On your other point, if "everything has to come from somewhere," where did God come from? There is no logical reason to stop with God in your infinite regression. It's an arbitrary stopping point. By your reasoning, the Big Bang had to come from somewhere, too.
Feynman's quote stands on its merits. The concept of God does even less than explain: it's a science-stopper. You should be grateful that it didn't stop Lemaître.
—Ronald Bruce Meyer
On Wed, 05 Nov 2003, I received this follow-up e-mail in response to my commentary:
Thanks for replying. I do respect scientists, and like everyone else, I consider them to be exceptionally intelligent. I also respect other points of view, even though I might not agree. My husband happens to be an athiest. I don't think I would have married him if I didn't respect him. Are you saying that scientists hold the absolute truth in this vast universe? If so, I think you're a bit naive. There is just as much proof that God exists as there is proof of the fact that God doesn't exist. I happen to know my limitations as a human being, and I definitely know that I cannot know everything there is to know. However, for example, for me, it is almost imposible to accept the idea that we are the only intelligent beings in the universe. On the count of what? And I assure you, I haven't seen any aliens yet. We haven't come close to figuring out half of what there is to be learnt about our universe, and whoever thinks that we have figured out everything, might as well state that life outside this planet does not exist because we haven't seen it yet.
I replied: Ms. —:
I never said "scientists hold the absolute truth in this vast universe." Science is not religion, which does claim to hold the absolute truth in this vast universe. The difference is method. Science uses empiricism, observation, experimentation, and a self-checking, error-correcting approach to discovering how nature works. But all conclusions are tentative and testable, that is, falsifiable. Religion depends on intuition and revelation, which is neither testable nor falsifiable (and far from tentative). That isn't to say that religion can't get some things right, but would you rather your surgeon be someone who got his degree after years of study or someone who simply has faith that he'll do the operation right?
As for proof of God's existence, there really is no need of it: nothing in nature requires the existence of a God or gods.

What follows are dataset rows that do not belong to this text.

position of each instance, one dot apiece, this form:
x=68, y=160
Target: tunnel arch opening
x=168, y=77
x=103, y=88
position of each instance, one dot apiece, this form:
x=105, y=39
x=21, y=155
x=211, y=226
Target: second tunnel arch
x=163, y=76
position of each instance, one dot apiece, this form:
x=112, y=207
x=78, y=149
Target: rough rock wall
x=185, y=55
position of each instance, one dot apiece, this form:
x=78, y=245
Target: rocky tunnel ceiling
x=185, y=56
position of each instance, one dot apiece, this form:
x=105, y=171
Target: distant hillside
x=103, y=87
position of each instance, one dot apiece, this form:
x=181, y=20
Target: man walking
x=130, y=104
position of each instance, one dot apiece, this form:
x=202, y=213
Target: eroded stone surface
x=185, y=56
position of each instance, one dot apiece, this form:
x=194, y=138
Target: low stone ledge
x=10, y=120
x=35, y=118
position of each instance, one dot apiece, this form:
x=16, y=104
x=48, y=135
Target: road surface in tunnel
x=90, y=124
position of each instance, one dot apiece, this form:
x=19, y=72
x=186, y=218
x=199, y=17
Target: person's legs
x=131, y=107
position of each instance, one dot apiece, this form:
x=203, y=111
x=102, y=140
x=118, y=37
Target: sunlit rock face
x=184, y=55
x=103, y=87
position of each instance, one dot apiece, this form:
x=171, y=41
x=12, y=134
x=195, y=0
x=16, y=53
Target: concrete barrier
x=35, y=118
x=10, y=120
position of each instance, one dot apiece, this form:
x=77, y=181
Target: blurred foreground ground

Furthermore, it does not require knowing everything to disprove the existence of God. I would wager that you don't believe in any of the thousands of gods that humanity has dreamed up throughout human history — except for the one you were brought up to believe in — so you're more than 99% on my side of the question. I simply believe in one god less than you do!
Bringing up the possibility of other intelligent beings in the universe is really beside the point, don't you think? I would never deny them, but we've never detected them, so there's no harm in living as if we were alone in the universe, is there? People like me feel the same way about God.